In September the Better Business Bureau and the Coalition Against Domain Name Abuse speculated that 600 “open” new gTLDs could lead to $10 billion being spent on defensive registrations.
That statement was made in a press release calling for stronger cybersquatting legislation in the US.
But if 101 open gTLDs leads to $3,046,089 being spent, 600 such gTLDs should lead to a total cost of about $18 million, not including the fixed TMCH costs (which probably won’t grow very fast in future).
That’s not the same ballpark, not the same league, not even the same sport.

.club now biggest-selling new gTLD

.club has overtaken .guru to become the top-selling new gTLD on the market.
According to today’s zone file report, .club now has 59,120 domains, having grown by 2,504 yesterday. That’s compared to .guru, which grew by 181 names to 58,791.
It’s been 12 days since .CLUB Domains predicted it would be at the top of the league table “within days”.
It’s taken 20 days for the gTLD to beat .guru, something the registry at first reckoned would happen within its first week of full general availability.
I don’t think yesterday’s spike has anything to do with the 50 Cent endorsement deal.
As far as I can tell, Fiddy has only been linking to his .com shop on Twitter since his .club domain went live and the deal does not seem to have generated any media coverage outside of domain blogs.
Taking the number one spot is only a relative success, of course. What’s important is that .club is still managing to move 2,500 names in a day three weeks after launch, something no other new gTLD has managed to date.

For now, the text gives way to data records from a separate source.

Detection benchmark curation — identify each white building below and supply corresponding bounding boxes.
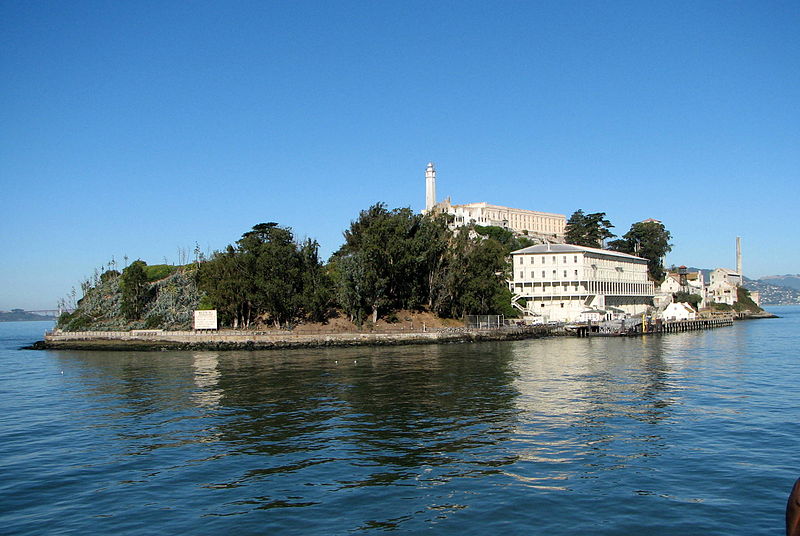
[707,281,739,305]
[661,302,697,320]
[509,244,655,322]
[655,266,706,308]
[708,268,742,287]
[423,162,567,242]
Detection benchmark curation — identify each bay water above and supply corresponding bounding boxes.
[0,306,800,535]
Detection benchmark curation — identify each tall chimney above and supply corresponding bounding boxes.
[736,236,744,280]
[425,162,436,212]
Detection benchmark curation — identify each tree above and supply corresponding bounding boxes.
[564,209,615,248]
[197,222,324,328]
[331,203,426,322]
[120,260,150,320]
[608,220,672,283]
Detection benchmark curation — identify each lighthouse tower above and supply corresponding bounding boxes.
[425,162,436,213]
[736,236,744,276]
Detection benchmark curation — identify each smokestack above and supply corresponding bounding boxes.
[736,236,744,277]
[425,162,436,212]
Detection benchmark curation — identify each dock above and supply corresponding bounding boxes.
[567,315,733,337]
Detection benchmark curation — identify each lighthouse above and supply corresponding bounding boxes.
[425,162,436,212]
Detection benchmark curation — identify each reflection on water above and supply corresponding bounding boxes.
[192,352,222,407]
[0,310,800,534]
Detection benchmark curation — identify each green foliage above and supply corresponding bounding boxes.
[197,223,332,327]
[474,225,536,254]
[144,264,178,283]
[100,270,120,283]
[120,260,150,320]
[564,209,615,248]
[197,294,214,311]
[608,221,672,283]
[708,302,733,311]
[331,203,520,324]
[733,287,763,313]
[332,203,428,323]
[144,314,164,329]
[56,311,91,331]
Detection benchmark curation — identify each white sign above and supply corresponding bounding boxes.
[194,309,217,329]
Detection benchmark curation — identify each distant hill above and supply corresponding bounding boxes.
[0,309,55,322]
[689,268,800,305]
[759,274,800,290]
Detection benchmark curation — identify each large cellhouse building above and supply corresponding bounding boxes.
[423,163,567,242]
[509,244,655,322]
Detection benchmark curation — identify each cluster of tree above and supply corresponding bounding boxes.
[198,223,333,327]
[565,209,672,282]
[331,203,529,323]
[193,207,520,327]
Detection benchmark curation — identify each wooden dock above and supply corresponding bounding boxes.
[571,316,733,337]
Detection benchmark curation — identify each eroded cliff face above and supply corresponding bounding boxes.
[57,270,200,331]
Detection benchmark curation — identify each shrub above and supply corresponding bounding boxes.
[144,264,177,283]
[144,314,164,329]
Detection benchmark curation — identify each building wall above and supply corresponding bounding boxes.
[510,246,655,321]
[441,203,567,239]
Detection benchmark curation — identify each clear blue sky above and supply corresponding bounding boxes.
[0,1,800,309]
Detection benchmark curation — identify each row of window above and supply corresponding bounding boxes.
[519,270,578,279]
[519,255,578,264]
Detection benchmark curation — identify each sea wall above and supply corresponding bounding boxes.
[36,326,550,350]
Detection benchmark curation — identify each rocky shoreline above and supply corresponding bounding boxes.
[26,326,553,351]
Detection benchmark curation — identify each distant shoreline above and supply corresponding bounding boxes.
[24,326,553,351]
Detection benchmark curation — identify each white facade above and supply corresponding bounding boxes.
[509,244,655,322]
[661,302,697,320]
[708,268,742,287]
[708,281,738,305]
[656,271,706,308]
[422,163,567,242]
[440,200,567,241]
[425,162,436,212]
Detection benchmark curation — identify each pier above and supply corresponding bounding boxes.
[569,315,733,337]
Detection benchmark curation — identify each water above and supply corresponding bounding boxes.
[0,307,800,535]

Fiddy drops da C-bomb at .club launch party

Curtis ’50 Cent’ Jackson accidentally supported “.com” while he was endorsing da new .club gTLD at a launch party at a New York nightclub last night.
As previously reported, Fiddy is da first significant celebrity endorser of a new gTLD. He’s being paid to use 50inda.club, a web site developed by .CLUB Domains, as his new social media hub.
“In Da Club” was of course his breakthrough hit, in 2003.
He showed up at da Tao nightclub in New York — which had been rebranded “.CLUB” for one night only — last night for about 90 minutes in order to meet fans and pose for selfies, etc.
I was there. As disclosure, .CLUB had paid for my airfare from London, a night in a hotel, and copious amounts of alcohol.
I didn’t attempt to get into da roped-off VIP area where Fiddy was being held, but I gather that da bouncers guarding it were somewhat selective in who he got to meet.
He also publicly spoke, alongside .CLUB’s CEO Colin Campbell and CMO Jeff Sass, for about 30 seconds, in order to provide his official endorsement of da new gTLD.
Da problem was that during his brief address he referred to his support for “.com”, which is a little bit like a celebrity being paid to endorse Pepsi referring to how much he loves Coke.
Probably just a Freudian slip. We’ve all done it.
Unfortunately, I can’t give you da full quote just yet. It was quite noisy in there, and I’d consumed quite a bit of Cristal with diamond flakes floating in it. But a lot of people who videoed da address on their phones tell me it will be on YouTube shortly.
Fortunately for .CLUB, I don’t think what he said matters that much.
What matters is how frequently his people link to his new .club domain on his social media channels, how much mainstream media coverage his endorsement generates, and how many people register .club domains as a result.
Getting Fiddy as an anchor tenant will not have come cheap — my guess, and it is just a guess, is that da deal is costing .CLUB high six figures at least — so da company will have to sell a lot of domains to make it pay off.